Jewish Germans Toni and Charlotte, among the first trans femmes to get gender-affirming surgery, fell in love and escaped the Nazis, before being arrested at the height of the war. This article was produced as official content for the first ever Trans+ History Week, one of QueerAF's launchpad projects.
Prague, 1942. A refugee Jewish couple light Shabbat candles as night falls. The words of their Shabbes prayer ignite the Friday night darkness, alongside the hesitantly kindling flame. Together they create a holy space of rest in the middle of an increasingly hostile world that persecutes them: for their faith, their sexuality, and because both women are trans.
That was the reality of Toni Ebel (1881-1961) and Charlotte Charlaque (1892-1963) following their flight from Nazi Germany. But their relationship started years earlier.

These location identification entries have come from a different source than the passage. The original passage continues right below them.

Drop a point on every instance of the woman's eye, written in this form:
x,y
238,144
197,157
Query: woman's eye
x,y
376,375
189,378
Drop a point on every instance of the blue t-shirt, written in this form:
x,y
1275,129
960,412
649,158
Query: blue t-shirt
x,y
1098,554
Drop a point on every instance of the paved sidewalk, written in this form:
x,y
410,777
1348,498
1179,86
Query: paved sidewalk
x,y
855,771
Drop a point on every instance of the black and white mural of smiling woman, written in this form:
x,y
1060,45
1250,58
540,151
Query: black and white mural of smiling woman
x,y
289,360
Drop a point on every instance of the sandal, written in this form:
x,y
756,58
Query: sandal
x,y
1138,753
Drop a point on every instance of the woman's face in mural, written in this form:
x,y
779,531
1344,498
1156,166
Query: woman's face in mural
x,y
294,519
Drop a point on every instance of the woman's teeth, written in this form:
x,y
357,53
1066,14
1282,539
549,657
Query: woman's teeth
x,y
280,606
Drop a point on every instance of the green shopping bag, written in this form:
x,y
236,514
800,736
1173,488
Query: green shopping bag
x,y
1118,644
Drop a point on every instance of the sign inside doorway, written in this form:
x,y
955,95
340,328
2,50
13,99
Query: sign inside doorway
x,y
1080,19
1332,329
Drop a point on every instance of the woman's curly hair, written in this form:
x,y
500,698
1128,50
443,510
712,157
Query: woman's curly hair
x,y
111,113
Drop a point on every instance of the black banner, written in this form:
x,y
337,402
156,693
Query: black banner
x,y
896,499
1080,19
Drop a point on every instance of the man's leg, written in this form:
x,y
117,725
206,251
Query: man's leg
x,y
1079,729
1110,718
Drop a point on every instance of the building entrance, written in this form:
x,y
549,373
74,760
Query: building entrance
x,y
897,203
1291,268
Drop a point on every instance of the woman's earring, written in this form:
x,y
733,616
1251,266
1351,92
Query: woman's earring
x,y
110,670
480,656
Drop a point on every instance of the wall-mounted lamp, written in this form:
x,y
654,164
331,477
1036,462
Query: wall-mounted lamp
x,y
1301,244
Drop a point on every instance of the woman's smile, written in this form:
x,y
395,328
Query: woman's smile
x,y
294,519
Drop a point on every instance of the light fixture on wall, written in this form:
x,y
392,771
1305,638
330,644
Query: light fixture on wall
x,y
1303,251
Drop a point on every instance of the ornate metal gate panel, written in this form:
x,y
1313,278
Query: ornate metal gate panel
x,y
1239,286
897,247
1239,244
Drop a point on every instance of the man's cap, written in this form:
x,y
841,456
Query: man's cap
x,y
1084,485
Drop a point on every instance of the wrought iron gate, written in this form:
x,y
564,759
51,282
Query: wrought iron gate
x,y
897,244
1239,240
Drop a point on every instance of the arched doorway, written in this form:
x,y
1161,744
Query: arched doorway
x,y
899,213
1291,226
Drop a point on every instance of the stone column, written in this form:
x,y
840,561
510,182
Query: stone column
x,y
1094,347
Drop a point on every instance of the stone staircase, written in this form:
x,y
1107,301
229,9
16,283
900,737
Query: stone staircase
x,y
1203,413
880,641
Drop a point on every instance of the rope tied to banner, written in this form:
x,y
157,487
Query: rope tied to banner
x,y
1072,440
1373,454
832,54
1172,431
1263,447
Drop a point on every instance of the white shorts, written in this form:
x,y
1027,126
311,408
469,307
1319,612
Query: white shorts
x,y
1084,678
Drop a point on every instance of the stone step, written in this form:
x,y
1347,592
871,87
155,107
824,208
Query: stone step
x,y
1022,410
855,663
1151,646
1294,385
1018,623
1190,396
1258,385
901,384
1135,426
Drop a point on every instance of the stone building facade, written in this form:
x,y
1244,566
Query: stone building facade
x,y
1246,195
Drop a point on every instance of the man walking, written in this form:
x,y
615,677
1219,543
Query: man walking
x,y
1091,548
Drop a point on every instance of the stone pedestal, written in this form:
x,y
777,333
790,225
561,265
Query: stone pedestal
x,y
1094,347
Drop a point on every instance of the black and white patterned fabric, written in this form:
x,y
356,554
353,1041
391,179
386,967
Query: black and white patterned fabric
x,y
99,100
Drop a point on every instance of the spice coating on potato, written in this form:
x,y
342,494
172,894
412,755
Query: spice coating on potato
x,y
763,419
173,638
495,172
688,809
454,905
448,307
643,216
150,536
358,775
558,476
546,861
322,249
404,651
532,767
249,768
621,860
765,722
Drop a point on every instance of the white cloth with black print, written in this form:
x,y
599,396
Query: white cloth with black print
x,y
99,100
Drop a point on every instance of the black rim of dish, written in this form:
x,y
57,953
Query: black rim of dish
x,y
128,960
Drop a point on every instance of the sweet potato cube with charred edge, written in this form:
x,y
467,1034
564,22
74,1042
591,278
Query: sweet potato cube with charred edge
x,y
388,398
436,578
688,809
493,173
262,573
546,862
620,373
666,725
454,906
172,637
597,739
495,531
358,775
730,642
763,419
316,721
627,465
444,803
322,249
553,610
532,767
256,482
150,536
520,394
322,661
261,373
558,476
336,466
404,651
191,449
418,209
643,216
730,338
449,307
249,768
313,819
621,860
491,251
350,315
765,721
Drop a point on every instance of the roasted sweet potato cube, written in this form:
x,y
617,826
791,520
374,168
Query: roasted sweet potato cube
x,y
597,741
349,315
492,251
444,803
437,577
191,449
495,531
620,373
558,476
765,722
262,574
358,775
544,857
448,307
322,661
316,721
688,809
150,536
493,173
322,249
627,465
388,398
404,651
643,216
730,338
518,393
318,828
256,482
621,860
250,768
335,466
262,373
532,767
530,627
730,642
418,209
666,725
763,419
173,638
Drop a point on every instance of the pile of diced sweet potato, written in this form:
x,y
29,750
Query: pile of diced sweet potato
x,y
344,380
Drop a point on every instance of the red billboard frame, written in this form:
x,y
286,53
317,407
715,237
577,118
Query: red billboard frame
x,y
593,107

Telling their individual story is, to me, a way to reclaim our communal humanity in portrayals of the Holocaust, which often condense us down to an undifferentiated mass of people.
As a trans and Jewish historian, when I watched Eldorado: Everything the Nazis Hate, which introduced me to Toni and Charlotte’s stories, I thought I was intimately familiar with the impact the rise of Hitler had on my communities.
I had worked hard for that knowledge.
My university Holocaust Studies classes and my non-queer Jewish community spaces didn’t discuss the persecution of LGBTQIA+ people during the Holocaust.
Queer Jews did – we teach each other our suppressed history. We talk about Magnus Hirschfeld and the Institut für Sexualwissenschaft, a sanctuary for many trans and queer people, including Toni and Charlotte.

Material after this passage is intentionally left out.